Gathering this data is a key mission of Prabook. Our site allows everyone to create articles on themselves or other people, and significant amount of Prabook content has indeed come via users’ contribution. However, most of the information on the site originates from various archival biographical sources, such as international and national Who’s Who editions, biographical dictionaries, and other credible publications.
In order to get on Prabook, biographical sources should provide only factual information. This condition not only makes Prabook content more accurate and less prone to possible controversies, but also protects it from copyright claims. According to both American and European law, mere collections of facts are considered unoriginal and thus not protected by copyright. Our contractors receive the task to search for factual biographical sources in order to bring this information on Prabook. Usually those are books that require scanlation and parsing. In this case scanned pages are processed into an array of text which is automatically refined, and proceed with special text-parsing software. The parser determines the beginning and the end of each biography based on paragraphs, which allows it to calculate their number and outline them into separate articles.
At this point, a lot of other online biographical databases stop and show such digitized articles as they are. However, there is more use of information if it’s presented in a more approachable and user-friendly manner. The first obvious obstacle for that is the presence of abbreviations. Deciphering them not only makes the text more comprehensible but also allows it to be further analyzed.
The parser then breaks the whole text of each article into sentences and analyzes them one by one, considering also their position in a given article (e.g. first paragraph, middle, bottom, etc). This program uses so-called "regular terms", i.e. words which indicate the subject of their containing sentences. For example, the word "Nationality" likely states something about the nationality of a person, especially if it's followed by another word with a capital letter (like 'American' or 'Nigerian'). Similarly, the word "born" listed at the beginning of a biography almost certainly indicates that the sentence which contains it tells something about the circumstances of a person's birthday. Using the dictionary of regular terms, the parser structures the text by moving each sentence into one of Prabook fields.
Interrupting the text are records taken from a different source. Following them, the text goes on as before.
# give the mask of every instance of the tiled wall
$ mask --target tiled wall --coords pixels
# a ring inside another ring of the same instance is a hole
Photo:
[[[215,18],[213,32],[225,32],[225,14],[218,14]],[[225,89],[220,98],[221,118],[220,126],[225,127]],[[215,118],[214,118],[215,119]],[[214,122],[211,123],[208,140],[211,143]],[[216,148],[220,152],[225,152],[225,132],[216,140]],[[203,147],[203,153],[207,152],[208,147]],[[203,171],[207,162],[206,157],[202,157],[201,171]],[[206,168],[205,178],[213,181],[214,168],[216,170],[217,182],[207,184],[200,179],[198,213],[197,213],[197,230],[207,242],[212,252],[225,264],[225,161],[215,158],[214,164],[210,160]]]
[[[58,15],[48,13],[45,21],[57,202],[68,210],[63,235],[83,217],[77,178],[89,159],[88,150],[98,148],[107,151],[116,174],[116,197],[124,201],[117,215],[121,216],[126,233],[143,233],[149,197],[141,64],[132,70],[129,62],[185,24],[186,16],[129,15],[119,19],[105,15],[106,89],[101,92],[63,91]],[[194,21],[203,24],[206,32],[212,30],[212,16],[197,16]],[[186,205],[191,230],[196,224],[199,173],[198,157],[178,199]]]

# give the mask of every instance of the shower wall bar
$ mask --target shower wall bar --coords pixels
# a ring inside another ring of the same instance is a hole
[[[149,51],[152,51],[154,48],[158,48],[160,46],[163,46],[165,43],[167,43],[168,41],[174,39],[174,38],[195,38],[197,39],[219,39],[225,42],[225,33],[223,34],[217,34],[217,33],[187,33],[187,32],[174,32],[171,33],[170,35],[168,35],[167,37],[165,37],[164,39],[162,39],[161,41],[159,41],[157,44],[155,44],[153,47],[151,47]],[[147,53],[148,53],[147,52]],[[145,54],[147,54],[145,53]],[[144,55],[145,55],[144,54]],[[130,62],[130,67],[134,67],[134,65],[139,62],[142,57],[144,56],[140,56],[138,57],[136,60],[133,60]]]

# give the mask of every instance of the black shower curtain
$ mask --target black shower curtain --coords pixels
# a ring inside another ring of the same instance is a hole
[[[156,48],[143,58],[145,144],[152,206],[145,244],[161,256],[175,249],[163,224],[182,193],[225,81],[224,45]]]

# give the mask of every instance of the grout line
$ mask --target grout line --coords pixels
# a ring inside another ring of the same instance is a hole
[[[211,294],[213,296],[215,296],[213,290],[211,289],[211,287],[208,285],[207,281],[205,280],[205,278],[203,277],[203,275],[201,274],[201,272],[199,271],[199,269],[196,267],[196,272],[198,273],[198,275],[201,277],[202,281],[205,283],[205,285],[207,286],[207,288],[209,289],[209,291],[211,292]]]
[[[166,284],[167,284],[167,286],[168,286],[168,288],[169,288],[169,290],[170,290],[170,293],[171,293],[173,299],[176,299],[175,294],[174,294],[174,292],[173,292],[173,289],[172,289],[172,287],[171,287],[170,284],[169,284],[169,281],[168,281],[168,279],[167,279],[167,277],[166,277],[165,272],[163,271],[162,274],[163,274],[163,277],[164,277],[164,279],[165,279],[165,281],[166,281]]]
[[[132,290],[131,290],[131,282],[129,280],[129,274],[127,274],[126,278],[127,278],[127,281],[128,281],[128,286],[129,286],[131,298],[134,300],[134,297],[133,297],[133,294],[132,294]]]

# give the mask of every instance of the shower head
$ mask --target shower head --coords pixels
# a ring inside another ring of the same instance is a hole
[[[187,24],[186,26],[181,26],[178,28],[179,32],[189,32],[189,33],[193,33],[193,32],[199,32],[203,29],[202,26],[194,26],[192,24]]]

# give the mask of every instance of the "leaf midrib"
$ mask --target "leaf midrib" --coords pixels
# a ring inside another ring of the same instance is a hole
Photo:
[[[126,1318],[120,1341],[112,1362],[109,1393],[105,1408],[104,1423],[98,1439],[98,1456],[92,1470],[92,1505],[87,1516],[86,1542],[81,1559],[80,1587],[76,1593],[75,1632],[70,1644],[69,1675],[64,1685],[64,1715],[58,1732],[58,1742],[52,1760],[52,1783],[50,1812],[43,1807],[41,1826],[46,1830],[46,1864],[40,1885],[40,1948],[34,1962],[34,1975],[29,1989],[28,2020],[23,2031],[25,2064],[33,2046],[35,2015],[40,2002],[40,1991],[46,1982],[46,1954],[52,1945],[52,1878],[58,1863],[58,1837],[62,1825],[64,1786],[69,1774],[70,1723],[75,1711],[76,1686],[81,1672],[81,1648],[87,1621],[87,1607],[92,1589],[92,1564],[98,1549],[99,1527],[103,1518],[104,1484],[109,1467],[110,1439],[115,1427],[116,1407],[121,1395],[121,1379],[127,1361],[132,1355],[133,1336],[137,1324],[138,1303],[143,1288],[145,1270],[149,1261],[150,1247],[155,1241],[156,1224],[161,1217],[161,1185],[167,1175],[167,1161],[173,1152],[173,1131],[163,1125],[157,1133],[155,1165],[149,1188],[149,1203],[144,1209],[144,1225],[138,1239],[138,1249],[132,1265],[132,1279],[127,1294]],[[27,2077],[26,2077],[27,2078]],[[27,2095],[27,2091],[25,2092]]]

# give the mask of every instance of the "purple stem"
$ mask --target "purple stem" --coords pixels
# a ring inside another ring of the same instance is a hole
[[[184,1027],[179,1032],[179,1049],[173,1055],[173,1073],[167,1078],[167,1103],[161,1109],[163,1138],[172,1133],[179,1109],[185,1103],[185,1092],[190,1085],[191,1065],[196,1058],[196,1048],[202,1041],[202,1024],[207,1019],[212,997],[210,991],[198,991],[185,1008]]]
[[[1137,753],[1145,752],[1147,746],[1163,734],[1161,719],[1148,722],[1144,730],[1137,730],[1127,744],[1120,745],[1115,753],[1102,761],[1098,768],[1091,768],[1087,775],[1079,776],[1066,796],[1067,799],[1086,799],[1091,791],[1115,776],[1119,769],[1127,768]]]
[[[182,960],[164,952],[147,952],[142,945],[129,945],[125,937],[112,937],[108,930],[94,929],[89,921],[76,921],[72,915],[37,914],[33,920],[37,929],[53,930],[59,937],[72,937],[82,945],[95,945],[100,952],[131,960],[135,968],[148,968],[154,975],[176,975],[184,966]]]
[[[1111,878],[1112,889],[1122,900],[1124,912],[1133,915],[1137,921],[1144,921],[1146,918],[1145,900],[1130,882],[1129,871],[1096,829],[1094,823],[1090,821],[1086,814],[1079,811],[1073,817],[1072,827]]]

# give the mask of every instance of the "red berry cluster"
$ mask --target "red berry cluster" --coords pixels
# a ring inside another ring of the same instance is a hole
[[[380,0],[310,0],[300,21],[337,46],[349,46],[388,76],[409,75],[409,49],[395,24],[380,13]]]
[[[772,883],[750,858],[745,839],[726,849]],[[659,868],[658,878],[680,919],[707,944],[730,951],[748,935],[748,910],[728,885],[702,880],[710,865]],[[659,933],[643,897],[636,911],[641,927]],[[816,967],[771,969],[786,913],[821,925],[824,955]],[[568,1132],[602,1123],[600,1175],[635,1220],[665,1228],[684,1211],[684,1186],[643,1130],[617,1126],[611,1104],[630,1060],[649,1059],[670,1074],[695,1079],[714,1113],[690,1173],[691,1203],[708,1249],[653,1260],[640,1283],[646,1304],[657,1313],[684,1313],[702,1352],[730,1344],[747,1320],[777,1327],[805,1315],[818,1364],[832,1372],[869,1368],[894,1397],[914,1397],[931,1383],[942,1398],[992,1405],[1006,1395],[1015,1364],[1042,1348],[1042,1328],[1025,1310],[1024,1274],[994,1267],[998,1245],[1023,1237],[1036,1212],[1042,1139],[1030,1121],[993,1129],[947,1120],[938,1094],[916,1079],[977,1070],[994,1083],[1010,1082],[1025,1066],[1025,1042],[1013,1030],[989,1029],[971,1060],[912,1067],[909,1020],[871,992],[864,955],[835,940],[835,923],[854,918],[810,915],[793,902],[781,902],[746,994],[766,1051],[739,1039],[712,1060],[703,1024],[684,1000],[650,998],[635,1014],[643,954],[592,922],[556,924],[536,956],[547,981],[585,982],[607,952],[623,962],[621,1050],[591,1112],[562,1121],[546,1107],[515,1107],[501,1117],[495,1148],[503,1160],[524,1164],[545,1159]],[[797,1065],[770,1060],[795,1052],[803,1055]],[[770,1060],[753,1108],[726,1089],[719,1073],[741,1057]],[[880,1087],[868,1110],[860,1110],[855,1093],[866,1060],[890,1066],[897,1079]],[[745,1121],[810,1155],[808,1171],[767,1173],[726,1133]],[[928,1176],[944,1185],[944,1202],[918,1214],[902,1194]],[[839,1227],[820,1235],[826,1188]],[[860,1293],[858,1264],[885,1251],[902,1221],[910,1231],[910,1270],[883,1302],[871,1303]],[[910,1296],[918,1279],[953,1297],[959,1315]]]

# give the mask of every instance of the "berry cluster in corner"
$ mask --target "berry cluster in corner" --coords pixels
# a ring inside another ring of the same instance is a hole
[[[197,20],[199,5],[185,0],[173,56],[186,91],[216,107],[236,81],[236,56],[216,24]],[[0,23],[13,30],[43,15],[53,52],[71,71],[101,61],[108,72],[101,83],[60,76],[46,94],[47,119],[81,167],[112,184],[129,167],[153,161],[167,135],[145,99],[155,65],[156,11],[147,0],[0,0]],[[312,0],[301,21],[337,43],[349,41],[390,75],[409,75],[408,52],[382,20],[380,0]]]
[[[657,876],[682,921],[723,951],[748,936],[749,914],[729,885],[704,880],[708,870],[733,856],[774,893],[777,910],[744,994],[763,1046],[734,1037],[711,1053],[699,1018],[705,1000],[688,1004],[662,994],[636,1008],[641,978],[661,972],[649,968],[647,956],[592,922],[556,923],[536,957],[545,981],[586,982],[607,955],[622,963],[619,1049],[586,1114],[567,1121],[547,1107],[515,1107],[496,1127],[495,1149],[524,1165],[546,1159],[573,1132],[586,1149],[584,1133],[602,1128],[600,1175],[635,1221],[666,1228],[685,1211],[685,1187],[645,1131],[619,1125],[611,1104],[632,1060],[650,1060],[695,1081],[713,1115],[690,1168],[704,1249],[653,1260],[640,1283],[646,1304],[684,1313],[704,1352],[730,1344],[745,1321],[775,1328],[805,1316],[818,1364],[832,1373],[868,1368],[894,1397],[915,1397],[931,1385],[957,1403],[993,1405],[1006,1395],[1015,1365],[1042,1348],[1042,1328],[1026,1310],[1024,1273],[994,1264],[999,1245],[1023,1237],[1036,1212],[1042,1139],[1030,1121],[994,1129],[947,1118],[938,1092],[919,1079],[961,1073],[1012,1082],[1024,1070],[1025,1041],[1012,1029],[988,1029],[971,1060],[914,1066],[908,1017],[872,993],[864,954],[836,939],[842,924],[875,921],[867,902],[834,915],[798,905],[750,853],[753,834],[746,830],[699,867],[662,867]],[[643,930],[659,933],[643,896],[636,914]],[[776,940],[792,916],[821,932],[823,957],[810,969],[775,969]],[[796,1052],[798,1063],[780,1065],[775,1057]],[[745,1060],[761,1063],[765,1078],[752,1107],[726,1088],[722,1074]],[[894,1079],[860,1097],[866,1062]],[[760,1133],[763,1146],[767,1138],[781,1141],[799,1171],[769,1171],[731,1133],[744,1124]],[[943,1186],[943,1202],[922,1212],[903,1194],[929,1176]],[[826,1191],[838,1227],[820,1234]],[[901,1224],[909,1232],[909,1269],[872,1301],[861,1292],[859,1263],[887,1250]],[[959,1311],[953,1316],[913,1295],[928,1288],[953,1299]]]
Another challenge, however, is having a database that consists of unique profiles – i.e. not having any duplicated articles. Without processing the biographical text as described above, some biographical databases often provide a list of nearly identical results on a specific search query, having their databases inflated several times with redundant articles.
To solve this problem, we are using a merging algorithm which identifies duplicate articles based on several key fields which are name + surname (including their spelling variance) and date of birth as well as text similarity. As a result, unique individualized profiles that make Prabook different from other biographical online encyclopedias are obtained out of a simple array of text.
This method gives the majority of Prabook’s overall biographical content, as well as all of its subscription content. Some of the most unbeknownst biographies from old editions of worn biographical dictionaries gain new life in a form of Prabook profiles due to this automatic processing.